Le sentiment pris ici, pour ainsi dire, sur le fait, dans toute sa naïveté individuelle, ce sentiment est le même qui, exalté par la poésie, lui dictera les beaux vers de sa septième élégie. « Oh ! que je me sens bien à Rome ! Je pense au temps où, dans le nord, un jour grisâtre m’enveloppait ; le ciel s’abaissait lourd et sombre sur mon front ; je languissais au sein d’un monde sans forme et sans couleur ; je m’abîmais dans l’éternelle contemplation de moi-même ; je me fatiguais à sonder les routes sombres de mon esprit sans repos. Maintenant, autour de mon front rayonne l’auréole d’un éther serein. Apollon le dieu évoque les formes et les couleurs ; la nuit étoilée resplendit, elle résonne de chants d’amour ; la lune brille ici plus claire que le jour du nord.
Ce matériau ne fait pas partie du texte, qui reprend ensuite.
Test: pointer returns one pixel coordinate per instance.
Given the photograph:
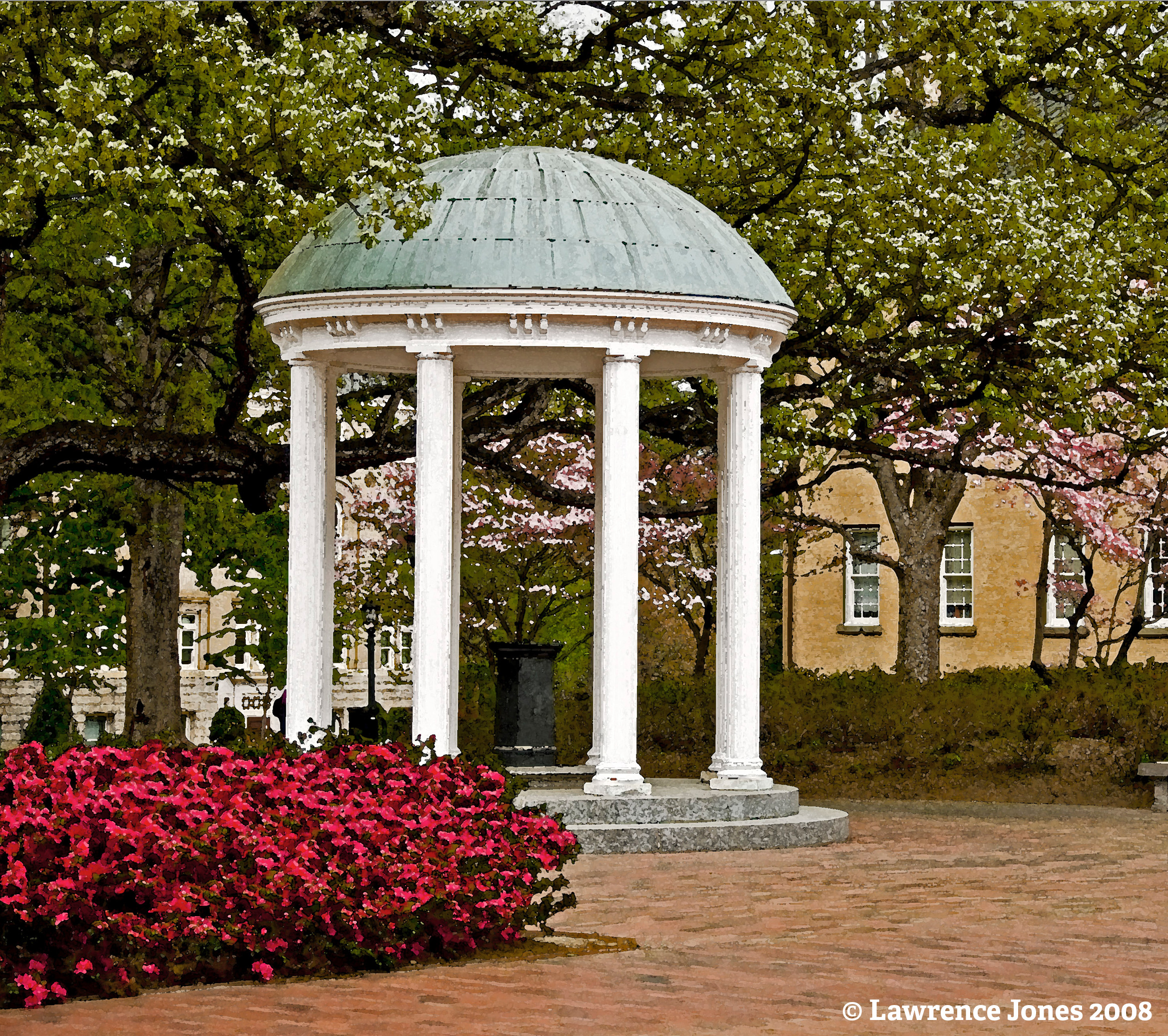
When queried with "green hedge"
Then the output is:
(1003, 734)
(1079, 729)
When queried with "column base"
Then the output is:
(731, 782)
(617, 786)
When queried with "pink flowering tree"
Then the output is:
(1108, 505)
(679, 555)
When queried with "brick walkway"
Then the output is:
(928, 903)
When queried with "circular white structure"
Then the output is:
(538, 263)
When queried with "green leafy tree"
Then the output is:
(158, 161)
Ô quelle félicité m’a été accordée, à moi mortel ! Est-ce un songe ? ô Jupiter ! ô père des dieux, ouvres-tu à l’étranger ton palais parfumé d’ambroisie ? Je suis ici prosterné, tendant mes mains suppliantes vers tes genoux ; accueille-moi, ô Jupiter Hospitalier ! Je ne saurais dire comment je suis venu jusqu’ici ; Hébé a pris le voyageur par la main, et m’a introduit dans le temple. Lui as-tu ordonné, ô père des dieux ! d’y conduire un héros ? la belle déesse s’est-elle trompée ? Pardonne alors, et laisse-moi profiter de son erreur ; la Fortune est aussi ta fille, elle distribue ses dons à la manière des jeunes filles, comme la pousse son caprice ; es-tu vraiment Jupiter Hospitalier ? Oh ! alors ne repousse pas l’étranger qui t’aime, ne le repousse pas de ton Olympe sur la terre ; où es-tu monté ? ô poète ! Pardonnez, le sommet du Capitole est pour moi un second Olympe ; que Jupiter me souffre ici, et qu’Hermès, bien tard, du pied de la pyramide de Cestius[1] me conduise chez les ombres !

Il est impossible de se faire plus complètement païen, d’invoquer plus naturellement Jupiter, Apollon, Hermès ; on sent que le poète

  1. Le cimetière des protestans à Rome est au pied de cette pyramide.